Methods: Femoral artery segments were harvested from twenty Wistar rats and mounted as ring preparations on a small-vessel myograph for the purpose of making isometric force measurements. For the norepinephrine study, twenty femoral artery segments from ten rats were stimulated cumulatively with norepinephrine before and after incubation with methylprednisolone (5 µg/mL). For the endothelin-1 study, forty femoral artery segments from ten rats were used. The four artery segments from each animal were randomized by pairs to either a corticosteroid treatment group (5 µg/mL methylprednisolone incubation, n = 20) or a control group (placebo incubation, n = 18, as two of the twenty control-group vessels did not meet protocol requirements). Isometric wall tension was plotted and quantified by the EC50 (the plasma concentration of endothelin-1 required for obtaining 50% of maximal constriction in vivo).

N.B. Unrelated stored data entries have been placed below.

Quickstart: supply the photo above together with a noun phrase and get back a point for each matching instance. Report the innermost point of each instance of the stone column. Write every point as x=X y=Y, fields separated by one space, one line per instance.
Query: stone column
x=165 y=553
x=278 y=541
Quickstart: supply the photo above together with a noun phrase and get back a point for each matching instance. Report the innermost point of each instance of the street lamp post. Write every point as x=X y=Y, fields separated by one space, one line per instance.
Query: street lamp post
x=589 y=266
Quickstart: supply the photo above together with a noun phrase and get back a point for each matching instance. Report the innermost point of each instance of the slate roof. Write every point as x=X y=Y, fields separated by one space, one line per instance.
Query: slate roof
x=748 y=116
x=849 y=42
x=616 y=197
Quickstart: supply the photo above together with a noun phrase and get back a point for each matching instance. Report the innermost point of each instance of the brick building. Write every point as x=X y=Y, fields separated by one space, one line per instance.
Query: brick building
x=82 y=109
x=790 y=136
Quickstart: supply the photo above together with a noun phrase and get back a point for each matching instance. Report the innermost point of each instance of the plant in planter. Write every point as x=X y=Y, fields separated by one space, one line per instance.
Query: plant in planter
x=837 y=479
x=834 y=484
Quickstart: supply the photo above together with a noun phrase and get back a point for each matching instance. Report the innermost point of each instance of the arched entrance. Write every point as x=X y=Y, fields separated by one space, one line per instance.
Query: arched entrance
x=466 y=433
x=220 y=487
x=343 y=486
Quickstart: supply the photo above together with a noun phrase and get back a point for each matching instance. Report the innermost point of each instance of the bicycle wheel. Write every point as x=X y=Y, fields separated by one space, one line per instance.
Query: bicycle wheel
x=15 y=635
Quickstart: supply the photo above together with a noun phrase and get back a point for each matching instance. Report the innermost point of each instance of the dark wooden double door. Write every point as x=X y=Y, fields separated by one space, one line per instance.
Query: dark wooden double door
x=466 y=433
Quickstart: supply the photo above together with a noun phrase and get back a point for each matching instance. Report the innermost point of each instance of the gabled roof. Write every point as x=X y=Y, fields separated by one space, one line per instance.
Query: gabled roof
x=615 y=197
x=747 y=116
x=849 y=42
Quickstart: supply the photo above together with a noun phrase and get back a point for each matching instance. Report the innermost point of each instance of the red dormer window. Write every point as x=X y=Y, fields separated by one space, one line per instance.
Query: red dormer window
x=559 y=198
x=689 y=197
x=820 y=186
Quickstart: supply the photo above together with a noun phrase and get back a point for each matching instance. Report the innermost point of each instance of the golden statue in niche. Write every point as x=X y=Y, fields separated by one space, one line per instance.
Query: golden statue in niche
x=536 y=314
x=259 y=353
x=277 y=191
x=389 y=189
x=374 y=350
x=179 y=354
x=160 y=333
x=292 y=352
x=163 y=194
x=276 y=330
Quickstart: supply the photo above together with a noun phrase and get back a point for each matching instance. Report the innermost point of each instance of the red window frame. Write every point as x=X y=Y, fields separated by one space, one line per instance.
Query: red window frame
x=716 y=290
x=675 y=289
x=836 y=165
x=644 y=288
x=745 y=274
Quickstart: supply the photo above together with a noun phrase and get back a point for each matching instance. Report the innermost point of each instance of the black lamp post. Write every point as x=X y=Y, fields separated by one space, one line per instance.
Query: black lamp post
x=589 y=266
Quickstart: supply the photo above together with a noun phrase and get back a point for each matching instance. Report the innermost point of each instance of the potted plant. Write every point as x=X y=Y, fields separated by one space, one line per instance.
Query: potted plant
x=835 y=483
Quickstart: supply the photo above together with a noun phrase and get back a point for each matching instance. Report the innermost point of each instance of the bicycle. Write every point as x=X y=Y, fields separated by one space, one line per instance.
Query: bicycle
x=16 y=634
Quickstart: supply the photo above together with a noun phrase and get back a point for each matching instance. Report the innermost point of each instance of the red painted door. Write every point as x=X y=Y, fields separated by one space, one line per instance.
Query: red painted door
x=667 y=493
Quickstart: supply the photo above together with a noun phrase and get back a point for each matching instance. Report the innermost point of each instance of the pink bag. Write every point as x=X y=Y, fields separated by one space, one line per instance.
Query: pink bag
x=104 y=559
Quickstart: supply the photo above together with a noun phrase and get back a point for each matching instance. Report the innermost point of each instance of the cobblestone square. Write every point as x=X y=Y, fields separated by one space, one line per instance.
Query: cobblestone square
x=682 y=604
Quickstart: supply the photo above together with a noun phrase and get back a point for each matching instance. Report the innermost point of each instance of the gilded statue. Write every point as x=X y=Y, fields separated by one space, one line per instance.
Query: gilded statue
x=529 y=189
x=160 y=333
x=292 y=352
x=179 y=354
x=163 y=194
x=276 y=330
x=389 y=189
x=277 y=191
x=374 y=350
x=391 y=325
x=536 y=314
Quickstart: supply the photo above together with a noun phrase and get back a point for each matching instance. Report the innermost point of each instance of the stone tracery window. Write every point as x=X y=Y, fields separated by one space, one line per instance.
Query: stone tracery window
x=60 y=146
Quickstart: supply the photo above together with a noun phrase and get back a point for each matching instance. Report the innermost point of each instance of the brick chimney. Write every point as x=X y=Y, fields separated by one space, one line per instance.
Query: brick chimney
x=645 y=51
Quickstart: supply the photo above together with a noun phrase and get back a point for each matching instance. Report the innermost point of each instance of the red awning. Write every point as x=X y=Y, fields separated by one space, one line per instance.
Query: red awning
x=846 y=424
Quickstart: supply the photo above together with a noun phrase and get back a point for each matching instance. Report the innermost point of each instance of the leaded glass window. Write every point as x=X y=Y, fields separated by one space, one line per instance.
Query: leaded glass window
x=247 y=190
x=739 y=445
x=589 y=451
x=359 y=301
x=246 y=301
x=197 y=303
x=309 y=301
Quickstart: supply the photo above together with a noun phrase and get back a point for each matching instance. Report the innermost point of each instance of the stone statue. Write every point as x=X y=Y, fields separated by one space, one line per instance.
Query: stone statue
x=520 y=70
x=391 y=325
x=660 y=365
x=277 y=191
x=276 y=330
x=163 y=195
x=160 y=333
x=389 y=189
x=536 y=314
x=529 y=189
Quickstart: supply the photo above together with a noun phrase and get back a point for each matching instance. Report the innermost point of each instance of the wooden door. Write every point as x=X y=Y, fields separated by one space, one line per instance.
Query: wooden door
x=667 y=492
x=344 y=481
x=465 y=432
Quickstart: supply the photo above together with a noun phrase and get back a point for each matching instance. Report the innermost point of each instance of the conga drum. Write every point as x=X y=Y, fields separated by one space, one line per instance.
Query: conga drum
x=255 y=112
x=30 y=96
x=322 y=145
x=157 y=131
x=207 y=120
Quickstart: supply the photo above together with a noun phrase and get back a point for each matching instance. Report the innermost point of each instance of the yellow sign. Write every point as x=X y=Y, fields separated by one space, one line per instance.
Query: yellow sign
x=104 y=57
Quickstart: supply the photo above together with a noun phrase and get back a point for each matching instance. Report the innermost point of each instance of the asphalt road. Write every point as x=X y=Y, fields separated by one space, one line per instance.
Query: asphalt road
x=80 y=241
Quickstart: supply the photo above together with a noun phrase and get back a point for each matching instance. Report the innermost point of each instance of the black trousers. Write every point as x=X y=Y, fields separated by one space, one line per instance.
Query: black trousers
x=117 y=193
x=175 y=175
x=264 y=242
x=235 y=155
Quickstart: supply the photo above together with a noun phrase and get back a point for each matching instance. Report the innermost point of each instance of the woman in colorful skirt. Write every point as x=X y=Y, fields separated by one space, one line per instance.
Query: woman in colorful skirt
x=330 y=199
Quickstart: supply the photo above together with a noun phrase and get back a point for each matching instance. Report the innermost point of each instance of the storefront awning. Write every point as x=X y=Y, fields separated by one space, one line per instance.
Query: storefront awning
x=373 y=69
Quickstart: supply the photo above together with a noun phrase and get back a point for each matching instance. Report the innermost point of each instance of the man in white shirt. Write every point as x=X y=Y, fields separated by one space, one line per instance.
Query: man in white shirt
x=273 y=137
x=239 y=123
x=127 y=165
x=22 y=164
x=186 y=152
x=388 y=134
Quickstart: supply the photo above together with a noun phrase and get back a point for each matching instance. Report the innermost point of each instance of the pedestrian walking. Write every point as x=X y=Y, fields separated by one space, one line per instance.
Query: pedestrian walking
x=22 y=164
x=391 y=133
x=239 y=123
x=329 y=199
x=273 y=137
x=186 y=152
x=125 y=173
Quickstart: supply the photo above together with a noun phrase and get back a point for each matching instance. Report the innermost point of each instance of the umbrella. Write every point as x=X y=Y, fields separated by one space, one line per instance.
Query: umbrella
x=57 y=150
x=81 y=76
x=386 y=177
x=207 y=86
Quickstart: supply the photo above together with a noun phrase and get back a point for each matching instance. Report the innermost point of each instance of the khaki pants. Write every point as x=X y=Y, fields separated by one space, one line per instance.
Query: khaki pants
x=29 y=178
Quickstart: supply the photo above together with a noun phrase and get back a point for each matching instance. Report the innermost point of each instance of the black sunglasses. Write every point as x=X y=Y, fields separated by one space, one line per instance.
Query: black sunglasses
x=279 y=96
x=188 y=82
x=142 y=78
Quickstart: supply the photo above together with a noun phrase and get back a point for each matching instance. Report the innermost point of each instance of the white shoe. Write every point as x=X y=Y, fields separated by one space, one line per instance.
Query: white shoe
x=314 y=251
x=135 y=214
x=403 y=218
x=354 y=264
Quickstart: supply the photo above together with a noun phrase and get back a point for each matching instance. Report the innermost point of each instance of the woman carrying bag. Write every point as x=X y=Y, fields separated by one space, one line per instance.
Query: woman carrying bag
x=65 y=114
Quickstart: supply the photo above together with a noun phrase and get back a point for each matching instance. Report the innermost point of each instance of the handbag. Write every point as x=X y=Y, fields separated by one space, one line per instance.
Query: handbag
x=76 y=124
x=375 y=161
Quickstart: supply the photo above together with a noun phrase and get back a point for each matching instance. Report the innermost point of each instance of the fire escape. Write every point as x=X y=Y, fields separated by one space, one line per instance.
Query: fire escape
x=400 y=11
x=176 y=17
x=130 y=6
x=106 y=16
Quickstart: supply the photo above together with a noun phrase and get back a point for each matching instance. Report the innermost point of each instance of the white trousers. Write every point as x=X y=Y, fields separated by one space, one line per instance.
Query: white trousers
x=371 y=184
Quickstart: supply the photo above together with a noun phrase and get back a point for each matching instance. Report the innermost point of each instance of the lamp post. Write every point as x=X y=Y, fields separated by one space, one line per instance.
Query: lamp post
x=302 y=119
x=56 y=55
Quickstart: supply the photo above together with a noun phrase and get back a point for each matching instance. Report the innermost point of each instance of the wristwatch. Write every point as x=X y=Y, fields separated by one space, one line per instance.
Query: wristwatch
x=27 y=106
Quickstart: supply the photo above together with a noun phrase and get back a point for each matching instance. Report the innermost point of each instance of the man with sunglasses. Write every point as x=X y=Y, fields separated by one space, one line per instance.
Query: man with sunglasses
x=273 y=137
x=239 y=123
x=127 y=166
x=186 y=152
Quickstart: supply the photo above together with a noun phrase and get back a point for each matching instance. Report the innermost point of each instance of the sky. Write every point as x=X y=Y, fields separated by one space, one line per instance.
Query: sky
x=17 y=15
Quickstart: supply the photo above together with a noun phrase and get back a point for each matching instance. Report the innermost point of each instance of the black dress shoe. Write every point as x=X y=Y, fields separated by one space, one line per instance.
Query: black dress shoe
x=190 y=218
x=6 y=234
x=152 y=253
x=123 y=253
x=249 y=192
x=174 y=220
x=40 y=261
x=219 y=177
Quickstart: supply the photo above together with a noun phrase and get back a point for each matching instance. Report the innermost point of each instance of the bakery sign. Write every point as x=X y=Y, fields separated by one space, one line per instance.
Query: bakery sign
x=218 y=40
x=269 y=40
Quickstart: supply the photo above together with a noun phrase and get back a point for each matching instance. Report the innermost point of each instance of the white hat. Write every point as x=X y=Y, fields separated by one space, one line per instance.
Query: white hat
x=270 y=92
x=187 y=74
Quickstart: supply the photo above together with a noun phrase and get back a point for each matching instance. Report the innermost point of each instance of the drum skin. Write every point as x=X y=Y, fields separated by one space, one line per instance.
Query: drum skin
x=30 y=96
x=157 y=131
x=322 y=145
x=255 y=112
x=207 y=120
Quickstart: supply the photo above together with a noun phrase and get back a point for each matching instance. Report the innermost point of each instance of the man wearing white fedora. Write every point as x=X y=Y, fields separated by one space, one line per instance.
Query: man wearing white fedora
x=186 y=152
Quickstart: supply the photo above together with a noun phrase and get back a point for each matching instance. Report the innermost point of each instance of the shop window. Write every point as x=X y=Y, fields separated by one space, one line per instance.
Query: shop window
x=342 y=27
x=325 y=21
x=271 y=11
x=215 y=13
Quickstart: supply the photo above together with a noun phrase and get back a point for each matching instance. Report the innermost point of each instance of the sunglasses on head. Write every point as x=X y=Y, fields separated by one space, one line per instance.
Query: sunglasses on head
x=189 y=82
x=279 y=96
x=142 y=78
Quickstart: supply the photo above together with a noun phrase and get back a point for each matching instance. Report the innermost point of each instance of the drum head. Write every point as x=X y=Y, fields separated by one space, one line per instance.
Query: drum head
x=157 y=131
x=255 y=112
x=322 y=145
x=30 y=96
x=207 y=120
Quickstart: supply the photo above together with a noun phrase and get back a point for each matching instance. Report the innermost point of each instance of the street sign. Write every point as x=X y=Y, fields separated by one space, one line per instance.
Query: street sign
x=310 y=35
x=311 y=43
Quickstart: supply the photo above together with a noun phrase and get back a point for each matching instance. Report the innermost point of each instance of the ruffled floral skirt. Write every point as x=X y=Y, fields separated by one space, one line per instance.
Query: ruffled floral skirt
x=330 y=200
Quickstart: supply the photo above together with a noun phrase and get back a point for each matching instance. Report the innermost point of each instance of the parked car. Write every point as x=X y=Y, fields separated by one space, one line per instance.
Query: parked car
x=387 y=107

Results: In the norepinephrine-stimulated group, incubation with methylprednisolone did not directly induce any vasoconstriction but did enhance norepinephrine-elicited vasoconstriction. The norepinephrine dose-response curve displayed a shift to the left after incubation with methylprednisolone. This shift was reflected by a significantly lower mean EC50 of 9.5 × 10-7 M ± 5.1 × 10-7 M after methylprednisolone incubation compared with a mean of 2.5 × 10-6 M ± 1.1 × 10-6 M before incubation (p < 0.005). In the endothelin-1-stimulated group, the endothelin-1 dose-response curve displayed a tendency toward stronger contraction in the vessels that were incubated with methylprednisolone, but this tendency did not reach significance.

Conclusions: Incubation with methylprednisolone enhances norepinephrine-mediated contraction of the femoral artery in a rat model.

Clinical Relevance: Vasoconstriction of the vascular bed supplying the femoral head can diminish femoral head blood flow, and this may be a factor in the early pathogenesis of corticosteroid-associated femoral head osteonecrosis.